Path Tracing

Path Tracing is a ray tracing method where rays are shot from each pixel in the camera towards the scene, and the light contributed from each hit is integrated over several hits and passes to form the final light color of each pixel.

CPU Path Tracer

I started with a simple CPU based path tracer in Unity. In this path tracer, the scene consists of collision geometry with materials that define the color, smoothness, light amount, etc.

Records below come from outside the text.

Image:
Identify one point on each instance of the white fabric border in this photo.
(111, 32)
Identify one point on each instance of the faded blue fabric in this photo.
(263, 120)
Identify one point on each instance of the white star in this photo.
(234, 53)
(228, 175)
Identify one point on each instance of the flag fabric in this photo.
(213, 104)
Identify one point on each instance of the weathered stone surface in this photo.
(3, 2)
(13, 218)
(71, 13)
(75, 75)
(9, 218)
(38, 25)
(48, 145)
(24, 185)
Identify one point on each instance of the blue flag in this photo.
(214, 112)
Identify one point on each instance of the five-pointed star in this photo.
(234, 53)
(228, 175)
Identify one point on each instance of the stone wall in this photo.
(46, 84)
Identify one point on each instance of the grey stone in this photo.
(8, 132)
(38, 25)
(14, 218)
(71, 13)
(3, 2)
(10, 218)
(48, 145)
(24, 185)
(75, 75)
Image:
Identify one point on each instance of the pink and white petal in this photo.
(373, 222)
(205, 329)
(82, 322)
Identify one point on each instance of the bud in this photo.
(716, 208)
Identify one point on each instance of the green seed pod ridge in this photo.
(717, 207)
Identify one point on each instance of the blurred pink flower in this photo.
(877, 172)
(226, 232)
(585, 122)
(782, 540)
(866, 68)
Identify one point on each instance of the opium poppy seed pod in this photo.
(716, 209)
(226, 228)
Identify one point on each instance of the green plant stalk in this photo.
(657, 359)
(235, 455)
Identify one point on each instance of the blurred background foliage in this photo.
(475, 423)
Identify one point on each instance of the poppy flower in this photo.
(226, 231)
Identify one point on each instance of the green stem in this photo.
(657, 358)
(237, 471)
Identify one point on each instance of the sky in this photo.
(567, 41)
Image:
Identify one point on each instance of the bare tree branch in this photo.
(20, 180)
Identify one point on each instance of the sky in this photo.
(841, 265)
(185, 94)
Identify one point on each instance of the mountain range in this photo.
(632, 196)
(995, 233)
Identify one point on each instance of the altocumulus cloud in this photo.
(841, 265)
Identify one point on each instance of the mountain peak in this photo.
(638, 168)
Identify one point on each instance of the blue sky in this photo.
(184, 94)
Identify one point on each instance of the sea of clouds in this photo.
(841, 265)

Each ray would be cast into the scene until it hit a collider. The collision would determine if it was a light or diffuse object. If it was a light it would return the pure color. If diffuse, the smoothness is checked and a secondary diffuse or reflect ray would be cast up to a total number of reflections per primary ray cast. Each primary and secondary ray would contribute to the lighting for a pixel for that pass. Multiple passes are performed and integrated to form a final image.

The final image was pretty and crisp, it just took a really long time to generate.  The example below shows the noisy first frame, and the final result after 32 passes, which took about 2.4 hours.

Depth of field was achieved by jittering the start position on the camera’s focal plane for the primary raycast.

CPU_PathTracing_DepthofField20180329

The code for the CPU Path Tracer is pretty simple and produces pleasing results.  The main drawbacks are the really slow render times (4-5 minutes per pass on a high quality frame), and challenging scene setup since the path tracing camera didn’t line up 1:1 with the normal Unity scene camera.

GPU Path Tracer

Since Path Tracing is a highly parallel problem, in theory it should work well on the GPU as a compute shader. In this version, the spheres and triangles that comprise the scene are dispatched to a compute shader to handle the path tracing. The result of the compute shader is then merged with the screen image to display a more refined image.  The GPU path tracer is much faster than the CPU version, achieving 10-15fps with a small window (using an AMD Vega56).

An improvement over the CPU version is that the collision checks are performed against the geometry (spheres or triangles) and better matches the scene when looking through the built in Unity Camera.

The GPU profiling is pretty non-existent on a MacOS with Unity since the external GPUs are not supported by the Unity or AMD’s GPU profiler. Intel’s profiler ran, but didn’t give much meaningful data or insight into where my GPU usage could be improved. Rudimentary performance data may be returned embedded within the image data as number of rays cast for each frame. This number may then be turned into a rate giving a MRays/sec (million) measurement, which is a general benchmark for if optimizations are helping or hurting.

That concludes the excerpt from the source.